Это было и к лучшему. Но послушавшись испанца и сделав шаг, я тут же снова упала на холодную плитку. Я увидела кровь и красные следы на своих бедрах и ногах. Вновь охватил секундный дикий ужас перед зверским характером Кавьяра, а после вернулась апатия.
— Голова кружится, — оправдалась я, не поднимая глаз.
Именно в момент этого бессилия я почувствовала себя настоящим ничтожеством, которое неспособно даже на слезы после жестокого надругательства.
— Это из-за опиума. Не переживай, скоро пройдет.
Голос Марио звучал так успокаивающе, а мне было настолько плевать на его сочувствие, что у меня вырвался смешок. И хохотала я даже тогда, когда доктор вел меня по коридору второго этажа; даже тогда, когда из кабинета выглянул Кавьяр. Я смеялась громко и хрипло. Я могла бы поклясться, что на долю секунды холодное выражение его лица сменилось на что-то такое, что показало истинные чувства. Только разобраться в этом не было возможности: то ли страх, то ли жалость. В любом случае, мое сознание, одурманенное наркотиком, легко могло выдать желаемое за действительное. Так я решила… А, впрочем, желаемого у меня и не было.
Я подумала в тот момент, что вряд ли Кавьяр способен на какие-либо чувства. Кроме низменных потребностей в нем ничего не наблюдалось. Только пустота, которая позволяет ему делать со своими пленницами все, что вздумается.
Глава 7
Я не могла его видеть. После всего, что Кавьяр сделал, меня просто колотило от одного его голоса. Передвигалась я с трудом, поэтому со мной много времени проводил Марио, но и с ним говорить не хотелось.
Он злился, потому что я молчала, и не раз вспоминал слова, сказанные мне перед побегом. Док предупреждал, а я вот такая глупая, не послушала его.
Поздно страдать, ничего уже не изменить. Грек развлекся, устроив мне эти приключения. Надо же, как все сложилось. Сам спровоцировал и сам же наказал. Уродливое существо. Невыносимо даже думать о нем…
— Клио приходил? — поинтересовался Марио, когда заглянул ко мне для осмотра.
— Нет, — бросила я через плечо, сидя на кровати, спиной к двери и глядя в окно.
— Как самочувствие? — присел док рядом, осторожно потягивая меня за рукав. — Ребра все еще болят?
— Раз перелома нет, нечего и возиться со мной. Остальное заживет.
— Не закрывайся, Летти, — голос был таким успокаивающим, что зевать захотелось. — Это неправильно. Твоя позиция по-детски смешная. Пора уже просто принять все это и смириться.
Я буквально отшатнулась от испанца и, осторожно встав с кровати, поплелась в ванную.

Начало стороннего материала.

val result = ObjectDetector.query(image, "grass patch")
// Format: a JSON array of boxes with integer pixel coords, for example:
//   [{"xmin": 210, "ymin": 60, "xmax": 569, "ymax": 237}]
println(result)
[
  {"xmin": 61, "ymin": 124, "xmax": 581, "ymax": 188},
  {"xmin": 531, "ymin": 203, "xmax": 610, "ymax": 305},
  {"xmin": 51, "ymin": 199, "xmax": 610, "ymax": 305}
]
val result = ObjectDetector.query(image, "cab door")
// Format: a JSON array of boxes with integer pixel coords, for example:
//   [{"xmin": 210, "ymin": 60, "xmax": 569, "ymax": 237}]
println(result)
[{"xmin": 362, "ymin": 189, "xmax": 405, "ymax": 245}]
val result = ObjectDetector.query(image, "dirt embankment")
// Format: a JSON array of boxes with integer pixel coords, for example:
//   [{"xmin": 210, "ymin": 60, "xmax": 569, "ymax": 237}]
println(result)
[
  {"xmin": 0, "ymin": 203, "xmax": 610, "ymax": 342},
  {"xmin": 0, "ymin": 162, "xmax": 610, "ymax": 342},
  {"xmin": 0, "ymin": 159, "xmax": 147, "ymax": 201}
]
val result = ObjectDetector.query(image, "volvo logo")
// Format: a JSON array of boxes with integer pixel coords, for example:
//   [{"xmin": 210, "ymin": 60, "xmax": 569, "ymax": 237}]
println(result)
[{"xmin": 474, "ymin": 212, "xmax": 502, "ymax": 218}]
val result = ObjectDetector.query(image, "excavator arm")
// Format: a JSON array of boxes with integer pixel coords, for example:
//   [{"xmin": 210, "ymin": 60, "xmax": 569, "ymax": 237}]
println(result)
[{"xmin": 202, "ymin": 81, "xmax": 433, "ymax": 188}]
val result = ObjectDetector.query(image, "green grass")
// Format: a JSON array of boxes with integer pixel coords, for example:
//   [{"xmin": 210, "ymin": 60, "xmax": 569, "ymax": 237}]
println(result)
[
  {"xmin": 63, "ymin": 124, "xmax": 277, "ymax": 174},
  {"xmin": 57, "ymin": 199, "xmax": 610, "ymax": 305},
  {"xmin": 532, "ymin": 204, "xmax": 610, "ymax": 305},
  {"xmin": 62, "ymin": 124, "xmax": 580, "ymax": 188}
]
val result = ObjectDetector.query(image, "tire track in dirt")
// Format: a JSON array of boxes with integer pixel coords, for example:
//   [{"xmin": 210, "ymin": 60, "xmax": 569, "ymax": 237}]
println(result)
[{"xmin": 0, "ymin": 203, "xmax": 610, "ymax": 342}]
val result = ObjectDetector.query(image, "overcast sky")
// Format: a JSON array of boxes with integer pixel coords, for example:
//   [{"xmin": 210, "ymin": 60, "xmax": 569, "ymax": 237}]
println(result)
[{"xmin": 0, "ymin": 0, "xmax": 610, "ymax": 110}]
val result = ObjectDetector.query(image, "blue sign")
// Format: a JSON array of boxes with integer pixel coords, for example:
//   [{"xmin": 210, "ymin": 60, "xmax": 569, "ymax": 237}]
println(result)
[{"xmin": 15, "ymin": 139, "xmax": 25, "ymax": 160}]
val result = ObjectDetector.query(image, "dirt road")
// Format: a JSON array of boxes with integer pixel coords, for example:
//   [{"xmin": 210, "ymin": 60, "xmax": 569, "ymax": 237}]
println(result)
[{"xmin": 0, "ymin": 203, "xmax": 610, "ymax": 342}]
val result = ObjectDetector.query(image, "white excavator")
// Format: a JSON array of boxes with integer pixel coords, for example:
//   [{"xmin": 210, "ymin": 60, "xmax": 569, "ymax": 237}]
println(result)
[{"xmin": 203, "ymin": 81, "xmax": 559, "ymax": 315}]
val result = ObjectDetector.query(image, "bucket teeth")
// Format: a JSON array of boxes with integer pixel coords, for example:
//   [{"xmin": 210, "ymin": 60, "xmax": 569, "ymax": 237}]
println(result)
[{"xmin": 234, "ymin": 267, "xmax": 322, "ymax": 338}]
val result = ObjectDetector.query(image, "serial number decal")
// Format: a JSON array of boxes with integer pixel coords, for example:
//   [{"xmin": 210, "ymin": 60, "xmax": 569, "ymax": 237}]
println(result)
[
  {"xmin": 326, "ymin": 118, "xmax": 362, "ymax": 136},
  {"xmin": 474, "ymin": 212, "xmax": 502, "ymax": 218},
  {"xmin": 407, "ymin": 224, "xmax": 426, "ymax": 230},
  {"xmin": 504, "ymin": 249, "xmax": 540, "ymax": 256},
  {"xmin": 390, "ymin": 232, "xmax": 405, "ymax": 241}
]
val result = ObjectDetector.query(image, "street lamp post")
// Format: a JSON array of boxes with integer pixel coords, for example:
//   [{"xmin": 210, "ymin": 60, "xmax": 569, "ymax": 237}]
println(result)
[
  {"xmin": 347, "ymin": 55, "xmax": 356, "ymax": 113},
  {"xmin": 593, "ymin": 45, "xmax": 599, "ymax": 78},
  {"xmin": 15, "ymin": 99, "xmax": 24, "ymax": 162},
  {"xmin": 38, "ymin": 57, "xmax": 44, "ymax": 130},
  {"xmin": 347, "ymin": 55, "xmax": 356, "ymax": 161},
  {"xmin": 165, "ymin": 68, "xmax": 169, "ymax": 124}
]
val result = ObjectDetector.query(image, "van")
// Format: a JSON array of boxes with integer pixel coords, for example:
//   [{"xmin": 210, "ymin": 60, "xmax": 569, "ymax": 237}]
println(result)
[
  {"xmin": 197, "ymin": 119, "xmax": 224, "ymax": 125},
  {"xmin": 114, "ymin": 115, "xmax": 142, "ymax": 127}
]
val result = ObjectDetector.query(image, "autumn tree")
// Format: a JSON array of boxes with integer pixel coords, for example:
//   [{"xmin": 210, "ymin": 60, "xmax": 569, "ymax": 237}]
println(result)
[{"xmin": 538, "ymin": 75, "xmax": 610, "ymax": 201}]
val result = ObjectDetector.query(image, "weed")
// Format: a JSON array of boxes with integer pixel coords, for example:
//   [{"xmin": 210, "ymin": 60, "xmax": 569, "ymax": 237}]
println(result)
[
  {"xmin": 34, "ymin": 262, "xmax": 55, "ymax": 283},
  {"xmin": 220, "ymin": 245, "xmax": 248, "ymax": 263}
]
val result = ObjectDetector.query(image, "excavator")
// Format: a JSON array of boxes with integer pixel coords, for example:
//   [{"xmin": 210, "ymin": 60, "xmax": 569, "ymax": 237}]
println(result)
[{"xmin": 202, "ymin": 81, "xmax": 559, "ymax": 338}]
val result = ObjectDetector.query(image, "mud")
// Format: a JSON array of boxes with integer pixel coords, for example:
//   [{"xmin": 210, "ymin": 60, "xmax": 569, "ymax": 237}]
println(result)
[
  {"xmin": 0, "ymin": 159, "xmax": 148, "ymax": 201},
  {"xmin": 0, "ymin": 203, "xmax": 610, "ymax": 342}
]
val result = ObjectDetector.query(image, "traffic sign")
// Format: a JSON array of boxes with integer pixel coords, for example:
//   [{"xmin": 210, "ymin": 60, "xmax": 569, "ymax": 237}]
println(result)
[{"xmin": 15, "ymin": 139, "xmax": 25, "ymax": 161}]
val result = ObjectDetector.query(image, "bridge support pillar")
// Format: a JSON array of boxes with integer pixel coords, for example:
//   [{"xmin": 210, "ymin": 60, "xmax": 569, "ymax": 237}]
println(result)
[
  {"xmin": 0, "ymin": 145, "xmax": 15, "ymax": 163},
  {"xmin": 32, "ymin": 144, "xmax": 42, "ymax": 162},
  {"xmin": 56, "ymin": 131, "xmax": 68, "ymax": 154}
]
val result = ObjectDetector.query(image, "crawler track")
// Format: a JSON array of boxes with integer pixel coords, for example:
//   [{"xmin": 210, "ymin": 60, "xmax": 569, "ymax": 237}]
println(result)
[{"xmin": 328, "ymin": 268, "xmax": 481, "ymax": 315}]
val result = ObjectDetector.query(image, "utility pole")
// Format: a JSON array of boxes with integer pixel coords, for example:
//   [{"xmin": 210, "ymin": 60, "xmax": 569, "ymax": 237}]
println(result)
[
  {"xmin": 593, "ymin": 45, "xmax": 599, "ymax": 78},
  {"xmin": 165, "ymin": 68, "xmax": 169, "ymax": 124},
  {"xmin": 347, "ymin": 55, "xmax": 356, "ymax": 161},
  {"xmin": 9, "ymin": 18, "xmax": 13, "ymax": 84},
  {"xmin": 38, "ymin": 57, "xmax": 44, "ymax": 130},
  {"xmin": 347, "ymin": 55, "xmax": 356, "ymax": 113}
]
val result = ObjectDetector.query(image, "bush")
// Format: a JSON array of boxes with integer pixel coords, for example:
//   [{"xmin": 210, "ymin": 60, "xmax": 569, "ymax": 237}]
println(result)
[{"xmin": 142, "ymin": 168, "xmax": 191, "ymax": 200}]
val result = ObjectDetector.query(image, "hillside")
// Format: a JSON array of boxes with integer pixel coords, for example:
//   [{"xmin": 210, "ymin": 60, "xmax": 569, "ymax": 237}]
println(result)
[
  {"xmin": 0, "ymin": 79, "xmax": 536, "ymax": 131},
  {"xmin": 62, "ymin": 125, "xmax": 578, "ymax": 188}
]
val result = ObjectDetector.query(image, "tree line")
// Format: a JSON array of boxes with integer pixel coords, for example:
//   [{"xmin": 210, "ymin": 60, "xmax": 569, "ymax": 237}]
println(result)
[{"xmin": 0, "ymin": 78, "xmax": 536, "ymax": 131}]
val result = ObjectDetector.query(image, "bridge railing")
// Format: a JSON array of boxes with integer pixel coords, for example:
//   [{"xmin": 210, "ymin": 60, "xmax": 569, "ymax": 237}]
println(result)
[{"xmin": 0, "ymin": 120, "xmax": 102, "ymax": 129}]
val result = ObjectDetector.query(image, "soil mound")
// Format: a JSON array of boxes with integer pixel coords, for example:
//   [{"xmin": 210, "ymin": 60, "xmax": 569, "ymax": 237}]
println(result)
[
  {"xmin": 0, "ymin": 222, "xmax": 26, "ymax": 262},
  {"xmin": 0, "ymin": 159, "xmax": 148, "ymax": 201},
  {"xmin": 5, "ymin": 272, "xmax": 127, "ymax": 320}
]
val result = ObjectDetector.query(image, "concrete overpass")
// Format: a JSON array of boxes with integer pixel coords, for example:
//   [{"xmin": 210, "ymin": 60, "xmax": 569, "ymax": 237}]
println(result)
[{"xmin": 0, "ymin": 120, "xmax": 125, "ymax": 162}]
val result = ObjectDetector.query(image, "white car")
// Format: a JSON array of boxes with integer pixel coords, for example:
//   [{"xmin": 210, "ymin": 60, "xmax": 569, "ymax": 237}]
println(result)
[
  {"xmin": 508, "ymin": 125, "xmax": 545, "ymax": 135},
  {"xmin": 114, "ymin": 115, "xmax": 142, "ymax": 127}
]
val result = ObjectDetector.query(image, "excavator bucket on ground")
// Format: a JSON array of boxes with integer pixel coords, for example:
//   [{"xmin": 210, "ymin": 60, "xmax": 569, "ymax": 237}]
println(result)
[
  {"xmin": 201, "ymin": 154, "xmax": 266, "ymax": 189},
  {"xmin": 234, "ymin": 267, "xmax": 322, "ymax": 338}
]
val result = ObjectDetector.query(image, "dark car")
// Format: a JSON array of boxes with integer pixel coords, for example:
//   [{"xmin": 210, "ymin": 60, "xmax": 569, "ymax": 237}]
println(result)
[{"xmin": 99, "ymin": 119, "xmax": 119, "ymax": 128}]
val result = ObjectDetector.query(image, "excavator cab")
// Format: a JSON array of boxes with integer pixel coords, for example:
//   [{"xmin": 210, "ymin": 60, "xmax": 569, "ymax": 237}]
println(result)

Единственное место, где никто не помешает.
Боже, в кого я превратилась. Жалкое существо с синяками и ссадинами. Потухший взгляд и полное безразличие ко всему. Где слезы? Почему их нет? Нужно ведь поплакать. Иначе не справиться с этим ужасом.
Я в чужой стране. За окном город, люди идут по своим делам, а я стою здесь в ванной и пытаюсь обмануть себя, убедить, что все хорошо.